Sommaire des dossiers de griefs - G-320
G-320
Une connaissance du requérant est entrée dans le bar où ce dernier donnait un coup de main à sa femme, propriétaire de l'établissement. Dans les toilettes des hommes du bar, le requérant a vu l'individu en question s'adonner à une activité douteuse qui impliquait une grande quantité d'argent comptant. L'individu a déclaré au requérant qu'il se servait de l'argent pour acheter de la drogue. Il a quitté le bar quelques minutes plus tard. Au bout d'une quinzaine de minutes, plusieurs membres de la GRC qui enquêtaient sur un vol à main armée survenu tout près de là se sont rendus au bar et ont dit au requérant qu'ils avaient de bonnes raisons de croire que le suspect dans le vol était venu au bar. Les membres de la GRC ont décrit le suspect, qui ressemblait à l'individu que le requérant avait croisé aux toilettes. Cependant, le requérant a déclaré aux membres de la GRC qu'il n'avait vu personne qui ressemblait au suspect. Une vingtaine de minutes plus tard, alors que les membres de la GRC avaient quitté le bar, le requérant est allé les retrouver et leur a dit que l'individu pourrait être le suspect qu'ils recherchaient. L'individu a été arrêté plus tard dans la soirée, puis il a été condamné pour vol qualifié. À la suite de cet incident, le requérant a fait l'objet d'une enquête en vertu du Code de déontologie et a été suspendu de ses fonctions. L'intimé a accepté la recommandation voulant que le requérant cesse de recevoir sa solde et ses indemnités au motif que les preuves avaient établi qu'il avait menti délibérément à ses collègues en leur disant qu'il ne reconnaissait pas le suspect qu'ils lui décrivaient. L'intimé a fait savoir qu'il était inconcevable que le requérant, qui comptait plus de 20 ans d'expérience comme membre de la GRC, ne s'était pas rendu compte immédiatement que les activités douteuses qu'il avait vues dans les toilettes révélaient que l'individu en question était le suspect dans le vol à main armée. Un comité d'arbitrage de la GRC qui s'est penché sur les allégations d'inconduite contre le requérant a conclu que celles-ci n'avaient pas été prouvées. Le comité d'arbitrage a reconnu que la conduite du requérant avait été « décevante », mais a attribué celle-ci au manque de sommeil et à la consommation d'alcool. Par conséquent, le versement de la solde et des indemnités du requérant a repris, mais seulement à partir de la date de la décision prise par le comité d'arbitrage.
Conclusions du Comité
La GRC n'est pas habilitée par la loi à faire cesser la solde et les indemnités des membres suspendus de leurs fonctions parce que les règlements pertinents adoptés par le Conseil du Trésor (CT) n'énoncent pas les critères dont il faut tenir compte au moment de prendre une décision à cet égard. En permettant au CT de « prendre des règlements régissant la cessation de la solde et des indemnités des membres suspendus de leurs fonctions », la Loi suppose que le CT ne se contentera pas de définir quels officiers de la GRC peuvent exercer le pouvoir de faire cesser la solde et les indemnités des membres concernés. Comme c'est tout ce que les règlements prévoient, le Conseil du Trésor a violé la règle delegatus non potest delegare.

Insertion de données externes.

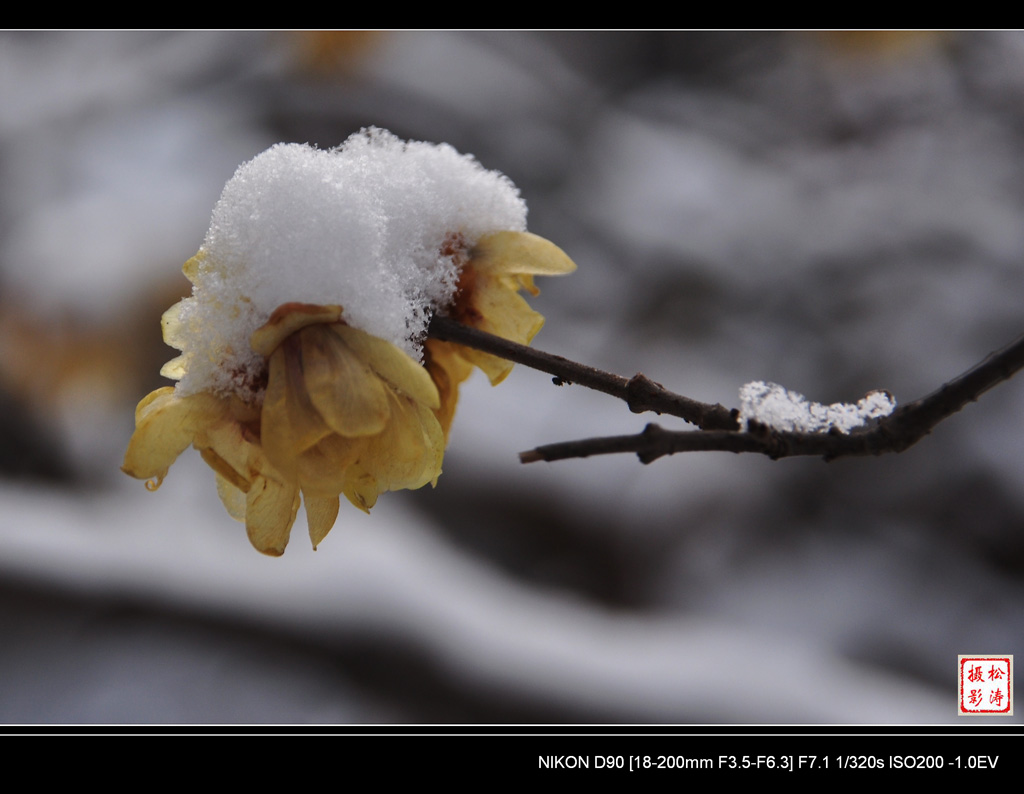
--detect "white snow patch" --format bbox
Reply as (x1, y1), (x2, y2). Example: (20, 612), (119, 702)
(172, 128), (526, 396)
(739, 380), (896, 433)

Comme le comité d'arbitrage a conclu que les allégations d'inconduite contre le requérant n'avaient pas été prouvées, la Gendarmerie a été tenue de mettre un terme de manière rétroactive à sa suspension, ce qui a également signifié qu'il a pu toucher sa solde et ses indemnités pour toute la période visée par la suspension initiale, conformément au Règlement de la Gendarmerie royale du Canada.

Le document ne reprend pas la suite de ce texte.